The incentives package that brought Volvo to South Carolina could cost taxpayers an additional $87 million if the state pays for promised infrastructure improvements entirely the way Gov. Nikki Haley wants.
That's on top of the $123 million the state would borrow to fund the site preparation and road improvements for the future plant in Berkeley County.
The House Ways and Means Committee advanced a supplemental budget bill on Monday that would put $70 million of a newly available windfall toward the Volvo commitment, leaving $53 million to borrow.
But Haley, who has repeatedly slammed legislators this year for their borrowing proposals, said Monday she expects the Joint Bond Review Committee — composed of 10 legislators — to approve borrowing all $123 million, as the chambers' leaders promised in April.
She says Volvo wants it funded that way.
"They did not want to go through the legislative process.
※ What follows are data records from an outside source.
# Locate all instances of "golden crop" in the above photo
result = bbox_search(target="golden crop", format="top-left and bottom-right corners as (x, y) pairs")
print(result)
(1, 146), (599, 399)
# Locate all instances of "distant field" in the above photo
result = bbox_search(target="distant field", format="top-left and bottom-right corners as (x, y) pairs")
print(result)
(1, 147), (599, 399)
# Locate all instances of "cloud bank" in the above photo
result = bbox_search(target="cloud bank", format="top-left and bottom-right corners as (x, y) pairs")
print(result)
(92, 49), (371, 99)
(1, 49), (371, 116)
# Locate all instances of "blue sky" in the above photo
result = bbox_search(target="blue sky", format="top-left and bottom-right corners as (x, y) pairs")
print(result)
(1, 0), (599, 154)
They didn't want to be debated," she said.
But funding the full amount that way would exceed the state cap for that type of borrowing, requiring creative financing and interest-only payments for seven years. The debt service over 17 years of payments would total $86.8 million, while the bulk of the principal would be paid over the last five years, according to documents submitted in advance of Wednesday's bond committee meeting.
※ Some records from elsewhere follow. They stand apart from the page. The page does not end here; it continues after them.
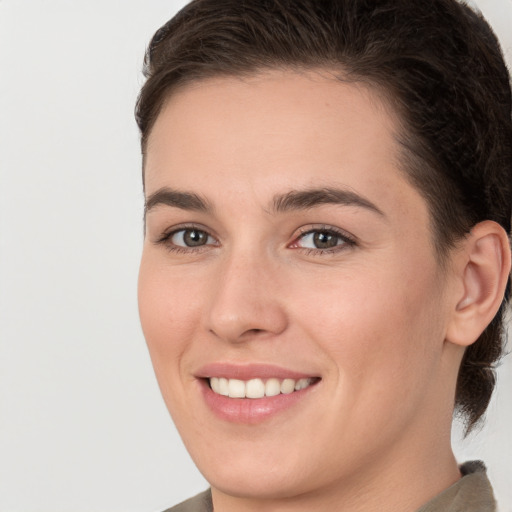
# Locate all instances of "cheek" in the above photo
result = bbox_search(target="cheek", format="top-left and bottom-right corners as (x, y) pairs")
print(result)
(137, 255), (203, 379)
(291, 257), (444, 405)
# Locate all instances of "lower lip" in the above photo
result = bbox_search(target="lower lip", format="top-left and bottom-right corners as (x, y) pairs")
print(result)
(200, 379), (319, 424)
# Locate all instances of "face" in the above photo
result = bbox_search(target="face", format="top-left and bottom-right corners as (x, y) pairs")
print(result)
(139, 70), (457, 503)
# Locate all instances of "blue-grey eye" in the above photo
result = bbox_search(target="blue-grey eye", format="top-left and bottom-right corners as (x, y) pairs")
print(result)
(171, 228), (213, 247)
(298, 230), (346, 249)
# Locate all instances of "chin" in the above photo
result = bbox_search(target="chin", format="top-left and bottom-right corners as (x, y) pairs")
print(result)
(205, 464), (312, 501)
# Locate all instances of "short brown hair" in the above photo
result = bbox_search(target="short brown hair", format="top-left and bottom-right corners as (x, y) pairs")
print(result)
(136, 0), (512, 431)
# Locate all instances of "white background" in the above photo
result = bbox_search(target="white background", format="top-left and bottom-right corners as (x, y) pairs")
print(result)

The debt service for Volvo would nearly equal the interest the state expects to spend, through 2032, on all of the state's existing $405 million of economic development debt, the documents show.
House leaders say it makes sense to pay part of the tab upfront to avoid the expensive creative financing.
"We've got the cash. Let's go ahead and pay for it and borrow $50 million," said House Ways and Means Chairman Brian White, R-Anderson.
On Monday, his committee members recalled getting thoroughly beat up by Haley for their proposal to borrow $500 million for building projects statewide. Haley's criticism helped kill it as well as a smaller Senate proposal specifically for construction at colleges and National Guard armories.
Committee members also relished pointing out those proposals would have borrowed through normal financing, not added to debt service — as they replaced debt paid off — and approached no caps.
Haley said then her opposition was largely about the process, saying the proposals weren't thoroughly vetted. She also told legislators then she didn't need their help crafting an incentives package.
"That's not bad for a group that was unnecessary for the process," Rep. Mike Pitts, R-Laurens, said about the Ways and Means proposal.
A Volvo spokesman — asked whether Volvo cares how the state funds the promised infrastructure — said Tuesday only that the company "does not comment on state financial affairs." The $123 million in infrastructure improvements, which includes a new interchange off Interstate 26, is part of more than $200 million in state incentives pledged to Volvo Cars to secure its first North American plant.
In return, the company has promised to invest at least $500 million and create at least 2,000 jobs. Officials have said the plant could eventually employ up to 4,000 people, but the higher figure is not part of the signed paperwork.
Haley said she'd be OK with authorizing to borrow the full amount, then paying it down.
"We had to make those promises to Volvo that we would not go any other way than" the Joint Bond Review Committee, she said. "Go through JBRC, and if we pay it down right after that, I am perfectly fine with that."